Christine Kaufmann (born December 25, 1951) is a Montana politician. A member of the Montana Senate from January 2007 to 2016, she previously served three terms in the Montana House of Representatives. She last represented the 41st senate district, based in Helena, Montana.

==Biography==
Kaufmann was raised on a small Mennonite family farm in Illinois with 11 siblings. She earned a Bachelor's degree from Goshen College and a Master's degree from the University of Montana.

A Democrat, she was first elected to the State House of Representatives in 2000 from the state's 53rd district in Helena, winning a four-way primary election with 49% of the vote. She was elected after having received more roughly two-thirds of the votes cast in the general election.

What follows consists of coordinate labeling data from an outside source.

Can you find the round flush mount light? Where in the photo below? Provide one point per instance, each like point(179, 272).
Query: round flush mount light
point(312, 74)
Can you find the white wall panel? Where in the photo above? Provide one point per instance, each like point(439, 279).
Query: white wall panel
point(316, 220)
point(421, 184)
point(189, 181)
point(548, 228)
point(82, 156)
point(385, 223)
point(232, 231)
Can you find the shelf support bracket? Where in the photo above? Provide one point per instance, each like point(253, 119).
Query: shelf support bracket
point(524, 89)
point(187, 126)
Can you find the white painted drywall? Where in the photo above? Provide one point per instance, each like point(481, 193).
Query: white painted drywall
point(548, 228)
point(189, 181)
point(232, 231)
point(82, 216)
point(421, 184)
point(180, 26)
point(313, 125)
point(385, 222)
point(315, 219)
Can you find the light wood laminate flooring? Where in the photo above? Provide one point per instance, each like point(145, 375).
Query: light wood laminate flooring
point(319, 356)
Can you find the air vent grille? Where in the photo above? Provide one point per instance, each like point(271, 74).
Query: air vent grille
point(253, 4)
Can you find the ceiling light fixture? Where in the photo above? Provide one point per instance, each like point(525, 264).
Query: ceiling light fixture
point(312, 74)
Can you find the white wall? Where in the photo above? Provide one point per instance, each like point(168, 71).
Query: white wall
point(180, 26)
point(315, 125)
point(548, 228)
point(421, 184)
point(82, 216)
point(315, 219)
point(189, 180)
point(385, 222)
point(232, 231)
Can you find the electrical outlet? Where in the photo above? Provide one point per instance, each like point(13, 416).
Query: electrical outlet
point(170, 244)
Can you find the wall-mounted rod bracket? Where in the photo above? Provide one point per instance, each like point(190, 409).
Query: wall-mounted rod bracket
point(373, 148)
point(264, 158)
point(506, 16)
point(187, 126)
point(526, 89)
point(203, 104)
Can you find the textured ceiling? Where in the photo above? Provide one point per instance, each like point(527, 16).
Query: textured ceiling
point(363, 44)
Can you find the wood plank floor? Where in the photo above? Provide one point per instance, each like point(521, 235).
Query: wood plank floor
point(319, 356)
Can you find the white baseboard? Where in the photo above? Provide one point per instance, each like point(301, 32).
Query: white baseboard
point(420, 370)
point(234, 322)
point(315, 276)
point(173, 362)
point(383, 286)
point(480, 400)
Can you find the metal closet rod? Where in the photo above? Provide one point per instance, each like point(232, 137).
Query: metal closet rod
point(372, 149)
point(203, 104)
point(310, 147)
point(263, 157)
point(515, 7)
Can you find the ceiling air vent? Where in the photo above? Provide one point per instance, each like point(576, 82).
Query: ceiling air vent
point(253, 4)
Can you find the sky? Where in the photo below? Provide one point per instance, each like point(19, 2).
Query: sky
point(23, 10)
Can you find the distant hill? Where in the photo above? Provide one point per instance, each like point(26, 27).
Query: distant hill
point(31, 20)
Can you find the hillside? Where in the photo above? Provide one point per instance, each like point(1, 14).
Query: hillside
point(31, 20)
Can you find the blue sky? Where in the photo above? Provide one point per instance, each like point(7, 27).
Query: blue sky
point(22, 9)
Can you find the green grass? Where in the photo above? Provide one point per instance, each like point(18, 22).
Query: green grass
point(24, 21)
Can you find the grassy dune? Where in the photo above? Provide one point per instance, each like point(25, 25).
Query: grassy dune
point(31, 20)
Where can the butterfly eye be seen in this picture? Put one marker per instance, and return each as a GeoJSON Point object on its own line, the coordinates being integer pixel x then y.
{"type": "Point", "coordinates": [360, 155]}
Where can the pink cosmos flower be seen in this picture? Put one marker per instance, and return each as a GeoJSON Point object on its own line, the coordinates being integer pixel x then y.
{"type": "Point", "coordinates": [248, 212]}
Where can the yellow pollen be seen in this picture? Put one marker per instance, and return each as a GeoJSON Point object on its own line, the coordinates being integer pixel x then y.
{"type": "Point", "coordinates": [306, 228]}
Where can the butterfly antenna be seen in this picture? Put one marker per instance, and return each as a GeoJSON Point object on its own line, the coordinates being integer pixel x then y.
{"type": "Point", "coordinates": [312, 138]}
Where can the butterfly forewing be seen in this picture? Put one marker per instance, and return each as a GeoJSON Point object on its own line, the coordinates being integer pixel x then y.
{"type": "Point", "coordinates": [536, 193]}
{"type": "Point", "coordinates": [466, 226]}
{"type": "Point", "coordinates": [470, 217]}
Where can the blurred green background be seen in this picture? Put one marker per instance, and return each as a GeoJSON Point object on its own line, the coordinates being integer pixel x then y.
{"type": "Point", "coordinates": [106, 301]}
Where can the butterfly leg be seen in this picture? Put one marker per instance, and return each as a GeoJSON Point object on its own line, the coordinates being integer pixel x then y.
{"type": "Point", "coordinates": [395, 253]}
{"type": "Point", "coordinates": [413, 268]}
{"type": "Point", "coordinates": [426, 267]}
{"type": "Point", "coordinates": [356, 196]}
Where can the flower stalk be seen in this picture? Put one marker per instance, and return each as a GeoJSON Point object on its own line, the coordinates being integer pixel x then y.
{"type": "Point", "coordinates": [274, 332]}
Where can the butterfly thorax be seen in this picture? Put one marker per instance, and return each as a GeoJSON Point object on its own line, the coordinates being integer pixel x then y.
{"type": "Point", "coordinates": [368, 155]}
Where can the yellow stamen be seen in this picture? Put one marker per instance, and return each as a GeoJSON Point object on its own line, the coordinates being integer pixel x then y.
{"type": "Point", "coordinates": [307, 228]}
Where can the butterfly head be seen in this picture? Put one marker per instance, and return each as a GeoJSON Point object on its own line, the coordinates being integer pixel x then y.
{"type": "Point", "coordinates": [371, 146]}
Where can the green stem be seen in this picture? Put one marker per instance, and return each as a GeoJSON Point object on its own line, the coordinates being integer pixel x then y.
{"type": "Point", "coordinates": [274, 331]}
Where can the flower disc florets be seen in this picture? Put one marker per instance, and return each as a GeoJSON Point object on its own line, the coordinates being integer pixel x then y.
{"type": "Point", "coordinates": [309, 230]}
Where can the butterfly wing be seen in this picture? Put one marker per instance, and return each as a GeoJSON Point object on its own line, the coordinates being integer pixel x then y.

As a result of the 2006 general election, Senator Ken Toole resigned from the Montana Senate, as he was elected to the Montana Public Service Commission. The following month, Kaufmann, was appointed by the Lewis and Clark County commissioners to replace him in the senate. The seat was up for election in 2008 and, on June 3, 2008, she faced a primary challenge from termed out State Representative Hal Jacobson. Kaufmann was elected, having received 54% of the vote.

A lesbian, she is the first ever openly gay Montana state senator. She was one of three LGBT members of the Montana legislature in 2015, serving alongside Diane Sands and Bryce Bennett. Her election campaigns have received endorsements from the Gay & Lesbian Victory Fund.